Risks of links to PDF files?
“There’s no real risk in terms of links to PDF files. But PDF files are generally just not as useful as web pages. They indeed have some disadvantages: you can’t have easy links on them, you can’t make them as interactive, you can’t track them and you don’t really know what the user is doing when he is looking at a PDF file.
If you can turn that into a web page, you can see what users are doing, and you can guide them to other content on your site, or make them convert more easily (buy something, subscribe to your newsletter etc). That becomes a whole lot more useful, than just having a still bunch of PDF files on your site.
So my suggestion is, if you have the choice, to always use web pages instead of PDF files. Good luck!”
PDFs and canonicals
On to the second question! Things can get a bit more complicated when you also have the content from your PDF somewhere else on your site, or on another website. To avoid duplicate content, you need to set a canonical URL. But how do you do that for a PDF document? And what is the best way to do that?
Karen Schousboe emailed us her question:
I plan to publish a PDF magazine under medieval.news. Some of the articles in each issue will also be freely available on a sister website. How should I handle that? Do I link canonical from the articles to the PDF magazine or from the magazine to the website?”

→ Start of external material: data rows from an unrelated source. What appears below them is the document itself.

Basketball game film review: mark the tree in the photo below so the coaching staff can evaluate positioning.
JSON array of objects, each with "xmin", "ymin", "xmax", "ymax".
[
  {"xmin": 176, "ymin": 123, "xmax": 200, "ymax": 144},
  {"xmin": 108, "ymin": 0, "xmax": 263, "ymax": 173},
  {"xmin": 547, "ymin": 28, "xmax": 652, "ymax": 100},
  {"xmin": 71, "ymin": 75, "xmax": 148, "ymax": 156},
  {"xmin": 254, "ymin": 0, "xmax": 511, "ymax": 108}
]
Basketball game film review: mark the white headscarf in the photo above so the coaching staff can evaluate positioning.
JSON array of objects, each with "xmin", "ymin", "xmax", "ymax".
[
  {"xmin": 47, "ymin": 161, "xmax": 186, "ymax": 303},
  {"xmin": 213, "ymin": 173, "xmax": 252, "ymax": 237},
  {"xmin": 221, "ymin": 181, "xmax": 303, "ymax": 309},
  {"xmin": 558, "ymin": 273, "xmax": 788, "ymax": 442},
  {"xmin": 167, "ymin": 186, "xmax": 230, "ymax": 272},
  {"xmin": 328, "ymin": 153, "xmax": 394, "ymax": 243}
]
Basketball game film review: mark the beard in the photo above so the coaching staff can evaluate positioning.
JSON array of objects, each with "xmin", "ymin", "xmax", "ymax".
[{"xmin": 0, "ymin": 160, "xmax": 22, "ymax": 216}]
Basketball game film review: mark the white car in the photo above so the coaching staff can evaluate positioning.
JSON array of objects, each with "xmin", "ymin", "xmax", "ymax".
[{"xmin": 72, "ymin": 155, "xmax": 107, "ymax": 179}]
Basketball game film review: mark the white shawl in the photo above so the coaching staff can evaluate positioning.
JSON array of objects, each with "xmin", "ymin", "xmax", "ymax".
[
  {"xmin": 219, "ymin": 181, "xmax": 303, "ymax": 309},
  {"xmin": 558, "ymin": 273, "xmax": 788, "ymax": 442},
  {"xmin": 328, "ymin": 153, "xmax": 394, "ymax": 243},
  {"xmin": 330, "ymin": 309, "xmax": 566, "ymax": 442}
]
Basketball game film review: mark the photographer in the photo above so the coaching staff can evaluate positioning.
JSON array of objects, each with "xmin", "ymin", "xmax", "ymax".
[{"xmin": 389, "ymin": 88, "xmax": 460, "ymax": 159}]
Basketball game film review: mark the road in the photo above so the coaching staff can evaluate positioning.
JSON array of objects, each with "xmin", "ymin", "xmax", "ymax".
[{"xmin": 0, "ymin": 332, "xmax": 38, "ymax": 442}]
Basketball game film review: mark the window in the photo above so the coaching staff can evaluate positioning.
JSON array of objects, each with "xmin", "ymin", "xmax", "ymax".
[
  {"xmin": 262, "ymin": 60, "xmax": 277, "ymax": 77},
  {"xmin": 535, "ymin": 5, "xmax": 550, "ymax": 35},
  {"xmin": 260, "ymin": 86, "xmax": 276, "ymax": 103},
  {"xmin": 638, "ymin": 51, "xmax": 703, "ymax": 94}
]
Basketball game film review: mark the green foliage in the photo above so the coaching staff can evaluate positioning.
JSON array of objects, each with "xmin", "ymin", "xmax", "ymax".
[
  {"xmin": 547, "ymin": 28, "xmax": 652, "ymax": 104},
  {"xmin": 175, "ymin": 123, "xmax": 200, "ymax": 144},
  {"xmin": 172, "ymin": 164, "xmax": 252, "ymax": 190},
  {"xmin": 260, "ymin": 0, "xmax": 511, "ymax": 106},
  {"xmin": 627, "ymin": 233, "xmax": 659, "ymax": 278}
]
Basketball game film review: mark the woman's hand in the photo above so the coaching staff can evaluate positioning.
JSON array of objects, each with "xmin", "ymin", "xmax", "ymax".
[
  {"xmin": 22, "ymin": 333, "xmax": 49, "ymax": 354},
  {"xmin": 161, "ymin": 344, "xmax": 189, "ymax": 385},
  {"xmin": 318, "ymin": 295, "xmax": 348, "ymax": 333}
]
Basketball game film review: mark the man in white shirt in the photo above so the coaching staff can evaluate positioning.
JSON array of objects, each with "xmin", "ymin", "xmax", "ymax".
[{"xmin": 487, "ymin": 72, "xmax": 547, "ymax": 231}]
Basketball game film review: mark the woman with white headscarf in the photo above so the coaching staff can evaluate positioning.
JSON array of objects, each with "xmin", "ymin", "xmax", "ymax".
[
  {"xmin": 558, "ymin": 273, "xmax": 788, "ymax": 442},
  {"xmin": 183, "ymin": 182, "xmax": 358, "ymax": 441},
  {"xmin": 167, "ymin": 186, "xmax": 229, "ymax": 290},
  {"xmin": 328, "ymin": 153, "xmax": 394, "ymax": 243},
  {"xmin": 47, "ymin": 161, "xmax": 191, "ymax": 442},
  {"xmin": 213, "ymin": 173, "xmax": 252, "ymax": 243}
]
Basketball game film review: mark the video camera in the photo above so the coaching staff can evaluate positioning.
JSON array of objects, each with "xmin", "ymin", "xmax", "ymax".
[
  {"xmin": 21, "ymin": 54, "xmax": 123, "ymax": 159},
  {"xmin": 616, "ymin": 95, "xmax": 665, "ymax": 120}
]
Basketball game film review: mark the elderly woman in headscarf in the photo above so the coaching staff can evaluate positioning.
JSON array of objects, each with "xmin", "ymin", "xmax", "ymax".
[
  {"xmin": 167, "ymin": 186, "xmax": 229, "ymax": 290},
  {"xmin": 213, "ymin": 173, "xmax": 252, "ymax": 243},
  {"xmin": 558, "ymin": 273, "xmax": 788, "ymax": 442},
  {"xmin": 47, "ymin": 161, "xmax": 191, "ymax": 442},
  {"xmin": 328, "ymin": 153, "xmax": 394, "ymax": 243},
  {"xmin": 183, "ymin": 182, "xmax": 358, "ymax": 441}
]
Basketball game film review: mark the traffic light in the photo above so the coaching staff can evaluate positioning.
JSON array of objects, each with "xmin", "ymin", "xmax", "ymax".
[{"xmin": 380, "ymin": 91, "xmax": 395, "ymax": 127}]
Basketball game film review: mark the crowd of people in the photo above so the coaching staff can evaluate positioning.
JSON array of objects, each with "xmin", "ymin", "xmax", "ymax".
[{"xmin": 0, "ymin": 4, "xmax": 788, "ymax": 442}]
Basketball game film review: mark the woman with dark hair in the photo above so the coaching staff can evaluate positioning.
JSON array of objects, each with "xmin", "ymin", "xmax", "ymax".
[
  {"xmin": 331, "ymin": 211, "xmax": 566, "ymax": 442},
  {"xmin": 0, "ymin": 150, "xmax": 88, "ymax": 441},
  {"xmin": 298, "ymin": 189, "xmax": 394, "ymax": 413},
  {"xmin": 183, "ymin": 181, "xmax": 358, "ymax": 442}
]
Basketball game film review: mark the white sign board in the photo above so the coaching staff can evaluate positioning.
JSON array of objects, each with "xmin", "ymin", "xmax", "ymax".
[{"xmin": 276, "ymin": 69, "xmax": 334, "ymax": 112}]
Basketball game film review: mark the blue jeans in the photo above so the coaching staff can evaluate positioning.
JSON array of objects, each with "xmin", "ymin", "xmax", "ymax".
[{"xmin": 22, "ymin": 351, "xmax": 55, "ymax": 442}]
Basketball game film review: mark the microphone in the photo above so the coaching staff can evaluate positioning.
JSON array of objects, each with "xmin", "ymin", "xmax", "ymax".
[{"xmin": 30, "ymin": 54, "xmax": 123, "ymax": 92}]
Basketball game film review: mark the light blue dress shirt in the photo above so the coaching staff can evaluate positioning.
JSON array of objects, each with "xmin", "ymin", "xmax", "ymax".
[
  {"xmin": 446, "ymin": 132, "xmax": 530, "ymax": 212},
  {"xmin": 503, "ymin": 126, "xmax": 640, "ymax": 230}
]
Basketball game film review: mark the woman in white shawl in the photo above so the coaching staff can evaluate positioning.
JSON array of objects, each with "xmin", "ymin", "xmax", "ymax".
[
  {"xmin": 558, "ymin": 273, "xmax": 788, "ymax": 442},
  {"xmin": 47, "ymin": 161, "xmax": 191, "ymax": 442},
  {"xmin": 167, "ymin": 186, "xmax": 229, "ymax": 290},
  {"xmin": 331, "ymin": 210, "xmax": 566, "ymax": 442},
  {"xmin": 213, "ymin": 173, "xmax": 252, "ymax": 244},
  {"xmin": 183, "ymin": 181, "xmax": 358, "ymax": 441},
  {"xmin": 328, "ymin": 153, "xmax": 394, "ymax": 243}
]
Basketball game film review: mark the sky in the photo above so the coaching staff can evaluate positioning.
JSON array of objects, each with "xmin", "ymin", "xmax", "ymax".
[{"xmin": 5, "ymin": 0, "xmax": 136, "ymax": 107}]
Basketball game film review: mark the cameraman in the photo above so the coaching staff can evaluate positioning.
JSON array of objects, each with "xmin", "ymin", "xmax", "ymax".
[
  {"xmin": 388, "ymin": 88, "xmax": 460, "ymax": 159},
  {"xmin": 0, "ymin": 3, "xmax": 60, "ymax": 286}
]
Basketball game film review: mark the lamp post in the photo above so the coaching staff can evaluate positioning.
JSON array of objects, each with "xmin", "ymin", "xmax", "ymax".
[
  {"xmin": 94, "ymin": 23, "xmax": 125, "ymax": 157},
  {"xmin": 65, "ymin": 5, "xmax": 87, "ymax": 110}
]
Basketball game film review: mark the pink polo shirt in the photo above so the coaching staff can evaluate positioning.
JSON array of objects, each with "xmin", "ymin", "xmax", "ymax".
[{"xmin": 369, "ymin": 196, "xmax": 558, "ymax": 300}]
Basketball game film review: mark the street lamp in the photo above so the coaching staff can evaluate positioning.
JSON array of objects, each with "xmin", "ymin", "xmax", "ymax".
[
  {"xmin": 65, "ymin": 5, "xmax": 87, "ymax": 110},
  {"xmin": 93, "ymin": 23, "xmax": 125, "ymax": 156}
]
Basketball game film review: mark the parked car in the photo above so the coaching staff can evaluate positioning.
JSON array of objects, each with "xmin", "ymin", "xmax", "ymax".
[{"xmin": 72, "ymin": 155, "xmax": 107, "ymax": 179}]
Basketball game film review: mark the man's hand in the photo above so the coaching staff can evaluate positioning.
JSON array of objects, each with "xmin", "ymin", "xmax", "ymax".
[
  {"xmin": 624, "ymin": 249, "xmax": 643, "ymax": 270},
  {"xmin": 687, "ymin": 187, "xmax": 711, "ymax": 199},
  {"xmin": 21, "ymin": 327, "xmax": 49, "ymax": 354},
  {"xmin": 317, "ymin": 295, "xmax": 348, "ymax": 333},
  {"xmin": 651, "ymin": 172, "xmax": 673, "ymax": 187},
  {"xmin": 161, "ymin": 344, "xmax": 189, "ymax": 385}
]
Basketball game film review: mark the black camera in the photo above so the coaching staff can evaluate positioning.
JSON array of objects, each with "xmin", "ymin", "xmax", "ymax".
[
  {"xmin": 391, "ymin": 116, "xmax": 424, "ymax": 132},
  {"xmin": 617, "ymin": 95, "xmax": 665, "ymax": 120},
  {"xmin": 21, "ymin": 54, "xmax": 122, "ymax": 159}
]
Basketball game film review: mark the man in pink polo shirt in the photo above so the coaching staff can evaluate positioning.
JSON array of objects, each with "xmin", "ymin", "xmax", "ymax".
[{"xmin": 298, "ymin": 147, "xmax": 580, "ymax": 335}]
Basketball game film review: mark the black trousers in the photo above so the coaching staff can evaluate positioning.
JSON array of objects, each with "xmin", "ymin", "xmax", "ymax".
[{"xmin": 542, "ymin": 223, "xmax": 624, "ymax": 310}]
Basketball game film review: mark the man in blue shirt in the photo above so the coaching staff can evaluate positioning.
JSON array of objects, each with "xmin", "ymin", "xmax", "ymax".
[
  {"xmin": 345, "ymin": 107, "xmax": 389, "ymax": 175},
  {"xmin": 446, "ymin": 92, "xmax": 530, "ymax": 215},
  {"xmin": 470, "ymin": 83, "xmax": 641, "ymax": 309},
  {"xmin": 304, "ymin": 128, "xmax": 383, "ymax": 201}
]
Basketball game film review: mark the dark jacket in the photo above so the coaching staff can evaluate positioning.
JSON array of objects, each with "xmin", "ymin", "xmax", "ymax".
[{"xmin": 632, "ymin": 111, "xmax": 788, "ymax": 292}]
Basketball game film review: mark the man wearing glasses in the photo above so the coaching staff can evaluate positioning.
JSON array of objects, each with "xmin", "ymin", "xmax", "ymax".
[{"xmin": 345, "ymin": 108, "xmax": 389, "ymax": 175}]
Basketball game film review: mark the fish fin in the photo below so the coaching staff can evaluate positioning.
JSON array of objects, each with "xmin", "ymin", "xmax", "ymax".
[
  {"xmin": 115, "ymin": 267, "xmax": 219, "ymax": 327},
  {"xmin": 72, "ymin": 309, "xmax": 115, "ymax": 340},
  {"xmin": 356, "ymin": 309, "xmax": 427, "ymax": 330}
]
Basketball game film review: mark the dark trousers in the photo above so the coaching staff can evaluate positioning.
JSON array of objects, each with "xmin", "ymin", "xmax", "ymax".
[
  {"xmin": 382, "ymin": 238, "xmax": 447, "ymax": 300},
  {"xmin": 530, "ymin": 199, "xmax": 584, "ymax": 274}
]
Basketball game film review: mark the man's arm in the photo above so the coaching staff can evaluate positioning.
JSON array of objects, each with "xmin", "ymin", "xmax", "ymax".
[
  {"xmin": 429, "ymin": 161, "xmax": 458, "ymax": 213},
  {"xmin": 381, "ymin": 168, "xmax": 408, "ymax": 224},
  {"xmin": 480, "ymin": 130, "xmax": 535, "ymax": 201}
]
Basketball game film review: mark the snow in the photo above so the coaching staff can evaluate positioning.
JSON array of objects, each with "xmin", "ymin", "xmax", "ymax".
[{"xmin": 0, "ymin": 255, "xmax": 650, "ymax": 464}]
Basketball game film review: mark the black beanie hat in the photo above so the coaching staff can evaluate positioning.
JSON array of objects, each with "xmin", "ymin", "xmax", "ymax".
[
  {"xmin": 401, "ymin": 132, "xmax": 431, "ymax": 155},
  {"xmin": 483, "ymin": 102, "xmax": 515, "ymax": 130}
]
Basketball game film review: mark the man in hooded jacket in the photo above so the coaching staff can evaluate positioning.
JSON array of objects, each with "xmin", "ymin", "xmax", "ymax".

Watch the video or read the transcript further down the page for the answer to this question!
Canonicalization and PDFs
“Well, you can have a canonical HTTP header and what I would suggest doing is canonicalizing from the PDF magazine to the sister website, because HTML pages just rank a lot better than PDFs, usually.
In fact, I would suggest publishing everything in HTML and not necessarily in PDF because PDF is just not very easy to land on from search. You can’t do any tracking, you can’t do a whole lot of things that you can do with HTML. So I would seriously consider doing all of it in HTML pages and then canonicalizing between them. Good luck.”